Communities that have been hit hardest by COVID-19 should be prioritized next, starting with children who live on reserve. Then, in each province, hotspot neighbourhoods should be targeted, for example by vaccinating Montreal’s St. Leonard-St. Michel, St. Laurent and Ahuntsic-Cartierville neighbourhoods before anywhere else in the province, save Nunavik, or vaccinating children in Toronto’s northwest communities first in the city.
A more equitable rollout would also be facilitated by vaccinating children while they’re at school, rather than relying on savvy parents to snap up appointments through a central booking system (or even worse, a random system aided by Internet strangers, as was the case for Ontario’s adult vaccine roll-out). This approach should prioritize children who live in residential care and group homes.

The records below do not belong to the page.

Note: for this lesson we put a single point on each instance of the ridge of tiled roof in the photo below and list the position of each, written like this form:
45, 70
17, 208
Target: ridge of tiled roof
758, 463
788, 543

In British Columbia, 70,000 kids are already signed up for their vaccine through a provincial portal. Similarly, Albertans have been able to sign up through an online portal for months, and the province has signalled that it will unroll clinics when the vaccine is approved. Manitoba will be administering doses through clinics, doctors’ offices and pharmacies. Ontario’s 34 public health units all have the responsibility to come up with their own plans. In Nova Scotia, pharmacies will be administering the doses in the same way that they did for adults.
Quebec is an outlier. The province plans to deliver vaccines through the school system, just like it did for teenagers. While there’s no word about whether or not schools are being prioritized based on hot-spot location, having a centrally-coordinated roll-out at least makes this easier than administering the vaccine through a decentralized mix of public clinics and private providers.

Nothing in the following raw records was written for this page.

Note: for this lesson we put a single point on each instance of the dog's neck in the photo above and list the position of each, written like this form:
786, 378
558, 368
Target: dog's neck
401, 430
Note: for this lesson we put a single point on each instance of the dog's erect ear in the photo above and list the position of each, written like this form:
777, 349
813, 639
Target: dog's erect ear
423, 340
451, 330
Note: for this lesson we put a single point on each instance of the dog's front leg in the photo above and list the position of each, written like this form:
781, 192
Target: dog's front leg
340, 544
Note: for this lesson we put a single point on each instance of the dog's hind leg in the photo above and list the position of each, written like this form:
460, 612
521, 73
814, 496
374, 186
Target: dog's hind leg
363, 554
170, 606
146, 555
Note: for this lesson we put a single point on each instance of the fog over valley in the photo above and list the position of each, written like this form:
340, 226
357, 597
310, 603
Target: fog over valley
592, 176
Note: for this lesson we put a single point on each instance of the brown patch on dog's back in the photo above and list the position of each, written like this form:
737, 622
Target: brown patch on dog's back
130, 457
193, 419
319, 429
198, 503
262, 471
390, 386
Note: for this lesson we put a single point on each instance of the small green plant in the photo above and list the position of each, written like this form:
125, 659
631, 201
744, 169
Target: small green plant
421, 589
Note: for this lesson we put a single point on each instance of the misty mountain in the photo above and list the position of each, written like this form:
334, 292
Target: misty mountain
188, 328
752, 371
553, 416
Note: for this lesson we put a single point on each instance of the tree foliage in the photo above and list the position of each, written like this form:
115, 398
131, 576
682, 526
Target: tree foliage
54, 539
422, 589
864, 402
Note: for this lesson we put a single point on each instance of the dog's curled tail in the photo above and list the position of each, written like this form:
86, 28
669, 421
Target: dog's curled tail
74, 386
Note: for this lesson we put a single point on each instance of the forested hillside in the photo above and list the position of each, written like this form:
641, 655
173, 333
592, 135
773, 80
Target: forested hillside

While I feel incredibly lucky that I don’t need to stress over booking doses for my kids, figure out how to get them to a clinic while they should be in school or even deal with the hassle of a kid who’s scared of needles (here’s hoping that peer pressure works!), I’m also completely at ease with not being at the front of the line. My fingers are crossed for a centrally-coordinated roll-out that reaches the kids who need it most. We have a shot at such a vaccine campaign.
But that isn’t the case for the vast majority of parents with children between the ages of five to 11. It seems that Canada is on track to repeat the same sort of inequitable vaccination decisions it has made throughout the pandemic.